Diversity has long been a sore point in depictions of superheroes. Not so with Superfreaks, an original title by ComiXology fittingly released in time for Pride Month.
Superfreaks has a familiar premise: after Earth’s caped crusaders inexplicably vanish, it’s up to a diverse line-up of their sidekicks ― super-strong, self-replicating Blue Aura, shy tech whiz Circuit and the rest of their spandex-clad posse ― to stop the impending alien invasion and prove to the world that they’re heroes in their own right.
While Superfreaks takes itself less seriously than, say, Runaways or Young Justice ― in this universe, superheroes get their powers from a magical 1956 VW van which the people of Edge City worship as a god, complete with exclamations of “Oh my Van” ― there’s a surprising amount of angst from writers Elsa Charretier (Harley Quinn, Starfire) and Pierrick Colinet (Star Wars Adventures).
From the outset, we see Blue Aura struggling to navigate the world as a fat, black woman. After nervously stumbling through a press conference to address the disappearance of Edge City’s superheroes, her size is mercilessly mocked on social media ― a nod to the ugly abuse and misogyny women of colour are frequently and dishearteningly forced to put up with online.
Then there’s Garb, a villainous sidekick whose father can accept that he has superpowers but not that he’s gay and shares an apartment with his non-super boyfriend. Verbally and emotionally abusive parents are one of the darker recurring themes in Superfreaks, though it’s explored only briefly, along with an eating disorder C-plot that easily could have used more airtime.
Art Preview: Supplied
While there isn’t much room for character development in five plot-packed issues, Blue Aura’s transformation ― literally ― as she comes to realise her own worth and discovers new facets of her abilities is maybe the most important takeaway, even more satisfying than the resolution of the mystery of the heroes’ disappearance. In the words of the 1981 Rick James song, Super Freak: “She’s alright.”

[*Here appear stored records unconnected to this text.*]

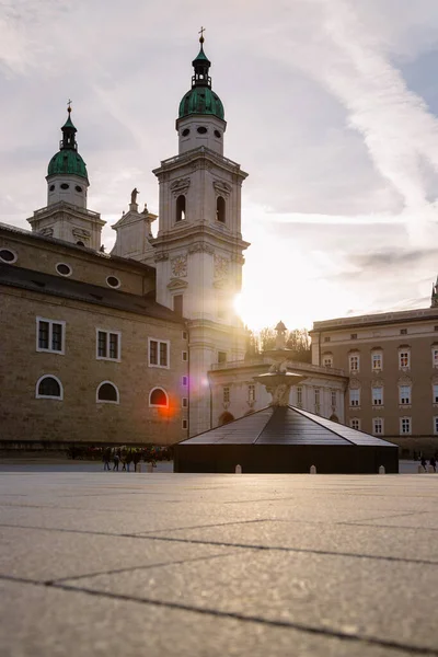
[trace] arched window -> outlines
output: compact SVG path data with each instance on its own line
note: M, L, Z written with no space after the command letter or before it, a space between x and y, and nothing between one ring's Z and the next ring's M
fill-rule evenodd
M111 381L102 381L97 385L96 402L118 404L118 390Z
M185 196L180 194L176 199L176 221L184 221L185 219Z
M162 388L154 388L149 395L149 406L169 406L168 394Z
M222 196L216 199L216 219L221 223L226 222L226 199Z
M53 374L45 374L36 382L36 399L62 400L62 383Z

Superfreaks isn’t the first superhero story with queer themes. Namely, there’s mostly-NSFW webcomic The Young Protectors about a closeted young superhero who falls in love with a supervillain; and The Pride, a campy comic about a team of superheroes with names like FabMan and Bear that’s also available on ComiXology.
What sets Superfreaks apart is its irrepressible campiness. Battle scenes are particularly impressive, bright blue laser beams and purple tendrils of magical energy rendered in cartoonish detail that’s easy to imagine animated. Each issue is bookended with bonus behind-the-scenes content, including concept art and storyboards accompanied by notes from artist Margaux Saltel.
Superfreaks is a diverse, tropey read with a sweet-as-Kool-Aid message. It’s a promising prologue to a hopefully much longer series about the adventures of Edge City’s next generation of superheroes. All five issues are available to download on ComiXology.